The Irish language was the pursuit of a lifetime. But he achieved a new degree of prominence in 2020 with 32 Words for Field – Lost Words of the Irish Landscape, an exploration of deep-rooted connections between the language and the natural landscape.
In a new forward for the international edition of this bestselling title, he described how words were believed not only to describe things but also to help summon them into being.
“An Ghaeilge, to give it its proper title (or Gaelic, as it’s called outside Ireland), is a complex and mysterious system of communication. It has encoded within it the accumulated knowledge of a people who have been living sustainably on these rocky, verdant Atlantic islands for millennia,” he wrote.
“As a result, it is profoundly ecological, with an innately indigenous understanding that prioritises nature and the land above all things. Equally important is its ability to convey the magic that our ancestors perceived in the natural world and the otherworldly realms that surround it.”
A new volume, 99 Words for Rain (and One for Sun), was published weeks before his death. In an essay last month in this newspaper, he described the “incredibly rich bounty of weather words” in Irish.
“The word for a sudden, heavy shower is spairn; as opposed to sprais, a sudden, heavy, spattering shower; or búisteog, which is simply a sudden shower; or múirling, a sudden heavy shower that moves like a wall of water; or liongar ceatha, a particularly nasty sudden shower; or tuile shléibhe, a sudden shower near a hillside,” he wrote.
Other books included Listen to the Land Speak, Tree Dogs, Wolf Men and Water Hounds, and Brehons and Brahmins, which examined the resonances between Irish and Indian culture.
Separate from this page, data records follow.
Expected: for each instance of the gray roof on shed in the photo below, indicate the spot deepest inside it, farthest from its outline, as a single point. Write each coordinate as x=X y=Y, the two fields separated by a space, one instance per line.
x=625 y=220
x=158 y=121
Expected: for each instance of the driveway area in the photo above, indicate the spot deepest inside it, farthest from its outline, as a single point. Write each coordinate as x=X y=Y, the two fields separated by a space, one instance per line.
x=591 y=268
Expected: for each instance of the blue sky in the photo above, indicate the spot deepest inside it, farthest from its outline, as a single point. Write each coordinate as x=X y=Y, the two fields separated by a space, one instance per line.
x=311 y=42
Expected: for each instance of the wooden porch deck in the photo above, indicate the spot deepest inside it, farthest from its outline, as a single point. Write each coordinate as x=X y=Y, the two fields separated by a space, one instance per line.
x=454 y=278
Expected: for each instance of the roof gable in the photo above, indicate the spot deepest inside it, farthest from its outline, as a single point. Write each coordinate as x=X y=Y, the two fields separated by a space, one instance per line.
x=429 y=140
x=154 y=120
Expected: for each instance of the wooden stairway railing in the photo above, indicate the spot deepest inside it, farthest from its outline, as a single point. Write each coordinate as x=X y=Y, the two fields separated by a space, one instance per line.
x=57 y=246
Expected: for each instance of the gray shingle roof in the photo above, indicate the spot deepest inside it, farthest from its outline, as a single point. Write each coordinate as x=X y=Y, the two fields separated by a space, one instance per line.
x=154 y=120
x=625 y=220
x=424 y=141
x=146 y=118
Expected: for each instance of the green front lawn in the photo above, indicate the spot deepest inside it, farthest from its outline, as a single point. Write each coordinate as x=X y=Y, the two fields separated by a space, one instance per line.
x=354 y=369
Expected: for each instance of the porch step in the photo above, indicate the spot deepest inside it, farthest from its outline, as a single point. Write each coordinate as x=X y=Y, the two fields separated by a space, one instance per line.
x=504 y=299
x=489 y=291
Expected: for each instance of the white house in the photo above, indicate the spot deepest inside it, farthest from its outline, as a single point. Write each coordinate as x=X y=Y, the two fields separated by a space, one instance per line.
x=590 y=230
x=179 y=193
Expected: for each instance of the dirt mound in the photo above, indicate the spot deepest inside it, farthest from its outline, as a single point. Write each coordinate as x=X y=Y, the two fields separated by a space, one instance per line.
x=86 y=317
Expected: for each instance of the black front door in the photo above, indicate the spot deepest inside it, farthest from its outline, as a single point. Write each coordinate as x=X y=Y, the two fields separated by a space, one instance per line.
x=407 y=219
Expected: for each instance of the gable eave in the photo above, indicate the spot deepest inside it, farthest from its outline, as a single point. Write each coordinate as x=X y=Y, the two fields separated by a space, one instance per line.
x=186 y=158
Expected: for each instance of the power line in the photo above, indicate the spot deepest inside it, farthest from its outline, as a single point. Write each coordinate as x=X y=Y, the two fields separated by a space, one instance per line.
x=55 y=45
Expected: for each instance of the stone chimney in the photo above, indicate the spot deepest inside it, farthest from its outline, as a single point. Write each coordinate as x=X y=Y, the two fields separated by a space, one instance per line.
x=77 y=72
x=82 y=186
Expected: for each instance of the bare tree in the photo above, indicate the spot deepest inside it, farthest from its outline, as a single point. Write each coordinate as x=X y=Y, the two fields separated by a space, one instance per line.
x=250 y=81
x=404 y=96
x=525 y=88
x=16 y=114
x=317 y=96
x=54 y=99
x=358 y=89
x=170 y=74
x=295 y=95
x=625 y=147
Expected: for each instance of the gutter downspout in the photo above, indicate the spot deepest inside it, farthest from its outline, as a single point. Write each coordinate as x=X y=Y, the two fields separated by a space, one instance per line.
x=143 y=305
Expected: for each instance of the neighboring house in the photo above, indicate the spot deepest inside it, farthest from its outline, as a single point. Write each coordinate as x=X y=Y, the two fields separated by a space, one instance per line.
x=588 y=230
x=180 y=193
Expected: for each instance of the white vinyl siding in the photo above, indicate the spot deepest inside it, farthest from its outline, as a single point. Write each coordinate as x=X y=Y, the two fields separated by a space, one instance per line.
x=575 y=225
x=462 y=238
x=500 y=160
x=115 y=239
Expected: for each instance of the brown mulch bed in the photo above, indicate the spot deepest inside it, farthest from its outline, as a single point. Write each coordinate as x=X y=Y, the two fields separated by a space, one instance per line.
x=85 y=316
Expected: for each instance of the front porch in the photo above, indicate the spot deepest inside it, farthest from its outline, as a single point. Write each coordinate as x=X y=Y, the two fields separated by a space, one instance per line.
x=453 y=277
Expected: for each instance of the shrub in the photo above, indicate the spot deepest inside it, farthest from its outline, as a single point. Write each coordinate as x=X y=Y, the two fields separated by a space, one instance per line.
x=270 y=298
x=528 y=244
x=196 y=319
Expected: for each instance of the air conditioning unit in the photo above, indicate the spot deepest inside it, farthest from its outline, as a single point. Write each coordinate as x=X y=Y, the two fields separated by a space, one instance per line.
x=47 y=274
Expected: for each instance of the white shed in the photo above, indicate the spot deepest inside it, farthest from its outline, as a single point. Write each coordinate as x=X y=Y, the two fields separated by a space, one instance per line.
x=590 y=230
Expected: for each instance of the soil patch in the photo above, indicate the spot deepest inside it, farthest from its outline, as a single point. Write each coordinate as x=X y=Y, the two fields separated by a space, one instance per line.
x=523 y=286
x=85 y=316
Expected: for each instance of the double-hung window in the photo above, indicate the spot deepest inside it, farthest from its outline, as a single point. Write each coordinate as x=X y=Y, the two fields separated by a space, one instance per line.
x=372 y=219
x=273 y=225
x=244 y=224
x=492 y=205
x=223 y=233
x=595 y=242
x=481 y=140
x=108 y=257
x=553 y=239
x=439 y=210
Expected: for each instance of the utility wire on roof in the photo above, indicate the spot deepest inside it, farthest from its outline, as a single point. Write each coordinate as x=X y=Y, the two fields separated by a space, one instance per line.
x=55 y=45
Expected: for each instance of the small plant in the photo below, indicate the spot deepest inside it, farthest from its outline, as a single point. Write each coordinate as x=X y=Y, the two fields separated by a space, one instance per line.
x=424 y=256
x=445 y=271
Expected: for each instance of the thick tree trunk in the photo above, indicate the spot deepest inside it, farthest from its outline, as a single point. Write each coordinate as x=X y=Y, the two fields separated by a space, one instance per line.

Magan’s life changed 12 years ago when he met Aisling Rogerson, owner of the Fumbally café in the Liberties, Dublin. After their first brief meeting in Inis Oírr, he presented her with a copy of his book Angels and Rabies. She was “already madly in love” when she finished reading it.
They married in September in the Fumbally. Returning afterwards to St James’s Hospital, they were touched to find staff there had made an improvised bridal suite in his room, with flowers and Champagne.
Magan gathered many close friends around the world, among them musicians, poets and writers. But he also liked to keep to himself, such that he was seen as a hermit who loved being with people.
Aisling Rogerson told his funeral how “an ideal day” for him began with a walk on the land “saying hi to the hens”. Breakfast followed, a pot of green tea, then work on his computer. Lunch was sourdough and “salads from the garden”. After writing again, he would tend crops and plants, swim and take wood in for the fire. Then the time came to start thinking of dinner. “Preferably he liked to do all of this alone,” she said.